Reputation: 71
I'm starting to belive that pandas dataframes are much less intuitive to handle than Excel, but I'm not giving up yet!
So, I'm JUST trying to check data in the same column but in (various) previous rows using the .shift() method. I'm using the following DF as an example since the original is too complicated to copy into here, but the principle is the same.
counter = list(range(20))
df1 = pd.DataFrame(counter, columns=["Counter"])
df1["Event"] = [True, False, False, False, False, False, True, False,False,False,False,False,False,False,False,False,False,False,False,True]
I'm trying to create sums of the column counter, but only under the following conditions:
To clarify my goal this is the result I had in mind:
My attempt so far looks like this:
for index, row in df1.iterrows():
if row["Event"] == True:
counter = 1
summ = 0
while counter < 10 and row["Event"].shift(counter) == False:
summ += row["Counter"].shift(counter)
counter += 1
else:
df1.at[index, "Sum"] = summ
I'm trying to first find Event == True and from there start iterating backwards with a counter and summing up the counters as I go. However it seems to have a problem with shift:
AttributeError: 'bool' object has no attribute 'shift'
Please shatter my believes and show me, that Excel isn't actually superior.
Upvotes: 1
Views: 80
Reputation: 15432
You definitely can approach a task in pandas the way you would in excel.
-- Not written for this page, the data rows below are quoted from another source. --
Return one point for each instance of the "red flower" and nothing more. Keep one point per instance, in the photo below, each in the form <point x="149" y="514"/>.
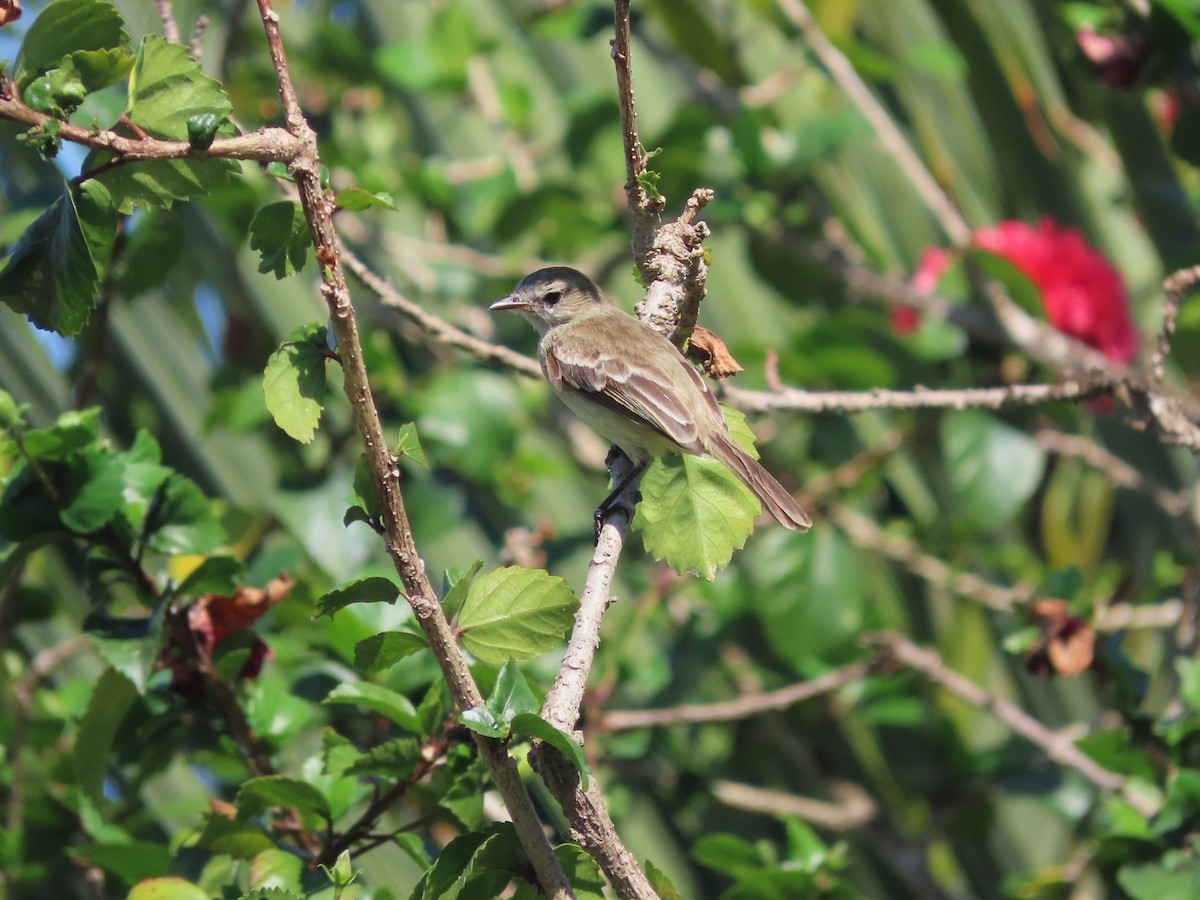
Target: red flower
<point x="1081" y="292"/>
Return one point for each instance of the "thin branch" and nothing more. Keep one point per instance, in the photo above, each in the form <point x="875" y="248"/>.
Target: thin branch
<point x="1059" y="745"/>
<point x="743" y="707"/>
<point x="169" y="29"/>
<point x="852" y="810"/>
<point x="263" y="145"/>
<point x="304" y="167"/>
<point x="919" y="397"/>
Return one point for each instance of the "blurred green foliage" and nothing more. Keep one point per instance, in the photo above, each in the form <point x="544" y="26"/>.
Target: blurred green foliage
<point x="467" y="142"/>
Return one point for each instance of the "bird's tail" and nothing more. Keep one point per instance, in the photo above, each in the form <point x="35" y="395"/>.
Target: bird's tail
<point x="762" y="484"/>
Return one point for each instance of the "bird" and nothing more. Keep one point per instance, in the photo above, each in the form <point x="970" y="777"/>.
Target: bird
<point x="629" y="383"/>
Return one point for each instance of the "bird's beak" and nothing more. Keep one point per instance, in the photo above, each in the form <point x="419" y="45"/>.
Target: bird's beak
<point x="509" y="303"/>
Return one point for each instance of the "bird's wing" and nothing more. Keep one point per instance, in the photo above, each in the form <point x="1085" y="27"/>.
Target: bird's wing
<point x="659" y="403"/>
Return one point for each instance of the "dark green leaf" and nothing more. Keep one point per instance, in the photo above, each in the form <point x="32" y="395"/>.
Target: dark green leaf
<point x="111" y="700"/>
<point x="381" y="700"/>
<point x="49" y="275"/>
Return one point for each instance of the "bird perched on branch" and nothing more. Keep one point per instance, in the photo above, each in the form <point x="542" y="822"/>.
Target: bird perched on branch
<point x="631" y="385"/>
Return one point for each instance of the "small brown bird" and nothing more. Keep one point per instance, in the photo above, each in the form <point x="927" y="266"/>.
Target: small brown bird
<point x="630" y="384"/>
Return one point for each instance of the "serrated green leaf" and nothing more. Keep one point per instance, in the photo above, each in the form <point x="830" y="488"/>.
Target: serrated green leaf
<point x="262" y="793"/>
<point x="183" y="520"/>
<point x="661" y="883"/>
<point x="409" y="444"/>
<point x="276" y="869"/>
<point x="381" y="652"/>
<point x="373" y="589"/>
<point x="459" y="586"/>
<point x="89" y="31"/>
<point x="294" y="387"/>
<point x="49" y="275"/>
<point x="381" y="700"/>
<point x="511" y="694"/>
<point x="515" y="612"/>
<point x="993" y="467"/>
<point x="534" y="726"/>
<point x="280" y="234"/>
<point x="111" y="700"/>
<point x="694" y="513"/>
<point x="167" y="89"/>
<point x="357" y="199"/>
<point x="394" y="759"/>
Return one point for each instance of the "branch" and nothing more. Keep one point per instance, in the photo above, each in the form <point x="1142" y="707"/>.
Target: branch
<point x="263" y="145"/>
<point x="1059" y="745"/>
<point x="401" y="546"/>
<point x="919" y="397"/>
<point x="733" y="709"/>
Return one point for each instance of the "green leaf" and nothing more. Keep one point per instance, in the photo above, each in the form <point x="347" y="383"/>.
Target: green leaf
<point x="409" y="445"/>
<point x="394" y="759"/>
<point x="167" y="89"/>
<point x="357" y="199"/>
<point x="51" y="275"/>
<point x="993" y="467"/>
<point x="385" y="649"/>
<point x="280" y="234"/>
<point x="276" y="869"/>
<point x="457" y="587"/>
<point x="167" y="888"/>
<point x="183" y="521"/>
<point x="88" y="35"/>
<point x="515" y="612"/>
<point x="111" y="700"/>
<point x="381" y="700"/>
<point x="262" y="793"/>
<point x="534" y="726"/>
<point x="694" y="513"/>
<point x="511" y="694"/>
<point x="1158" y="881"/>
<point x="361" y="591"/>
<point x="294" y="383"/>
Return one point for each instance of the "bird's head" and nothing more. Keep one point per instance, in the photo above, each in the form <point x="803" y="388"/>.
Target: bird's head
<point x="552" y="297"/>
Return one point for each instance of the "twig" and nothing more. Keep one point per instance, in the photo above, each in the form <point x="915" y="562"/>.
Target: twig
<point x="1060" y="747"/>
<point x="894" y="142"/>
<point x="732" y="709"/>
<point x="853" y="808"/>
<point x="304" y="167"/>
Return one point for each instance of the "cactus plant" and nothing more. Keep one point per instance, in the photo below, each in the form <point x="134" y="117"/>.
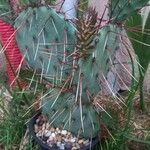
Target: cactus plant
<point x="76" y="65"/>
<point x="45" y="38"/>
<point x="74" y="111"/>
<point x="6" y="11"/>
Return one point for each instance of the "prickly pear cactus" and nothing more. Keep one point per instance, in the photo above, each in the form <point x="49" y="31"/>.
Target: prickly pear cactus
<point x="5" y="11"/>
<point x="46" y="40"/>
<point x="74" y="110"/>
<point x="120" y="10"/>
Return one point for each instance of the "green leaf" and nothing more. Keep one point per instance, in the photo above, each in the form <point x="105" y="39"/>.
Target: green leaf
<point x="122" y="9"/>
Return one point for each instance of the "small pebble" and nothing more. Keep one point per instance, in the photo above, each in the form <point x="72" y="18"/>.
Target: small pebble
<point x="58" y="138"/>
<point x="53" y="135"/>
<point x="62" y="146"/>
<point x="86" y="142"/>
<point x="58" y="144"/>
<point x="73" y="140"/>
<point x="52" y="129"/>
<point x="48" y="134"/>
<point x="36" y="129"/>
<point x="63" y="132"/>
<point x="74" y="148"/>
<point x="80" y="141"/>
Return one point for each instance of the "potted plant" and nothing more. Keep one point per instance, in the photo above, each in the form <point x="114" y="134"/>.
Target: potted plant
<point x="74" y="59"/>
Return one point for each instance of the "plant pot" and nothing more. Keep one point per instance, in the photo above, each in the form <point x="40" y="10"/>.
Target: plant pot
<point x="44" y="146"/>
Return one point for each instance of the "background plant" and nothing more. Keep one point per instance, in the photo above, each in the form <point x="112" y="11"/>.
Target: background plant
<point x="109" y="32"/>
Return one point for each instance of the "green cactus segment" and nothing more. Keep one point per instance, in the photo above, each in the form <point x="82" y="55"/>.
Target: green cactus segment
<point x="121" y="9"/>
<point x="65" y="113"/>
<point x="45" y="38"/>
<point x="75" y="111"/>
<point x="5" y="11"/>
<point x="92" y="70"/>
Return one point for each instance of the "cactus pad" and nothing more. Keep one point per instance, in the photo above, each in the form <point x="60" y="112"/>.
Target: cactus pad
<point x="45" y="38"/>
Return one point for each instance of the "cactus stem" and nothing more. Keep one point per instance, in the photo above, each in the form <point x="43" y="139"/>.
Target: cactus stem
<point x="78" y="86"/>
<point x="80" y="100"/>
<point x="61" y="90"/>
<point x="31" y="81"/>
Your approach needs to be tweaked a bit because pandas.Series.shift
operates on whole arrays or Series, not on a single value - you can't use it just to move back up the dataframe relative to a value.
The following loops through the indices of your dataframe, walking back up (up to) 10 spots for each Event:
def create_sum_column_loop(df):
'''
Adds a Sum column with the rolling sum of 10 Counters prior to an Event
'''
df["Sum"] = 0
for index in range(df.shape[0]):
counter = 1
summ = 0
if df.loc[index, "Event"]: # == True is implied
for backup in range(1, 11):
# handle case where index - backup is before
# the start of the dataframe
if index - backup < 0:
break
# stop counting when we hit another event
if df.loc[index - backup, "Event"]:
break
# increment by the counter
summ += df.loc[index - backup, "Counter"]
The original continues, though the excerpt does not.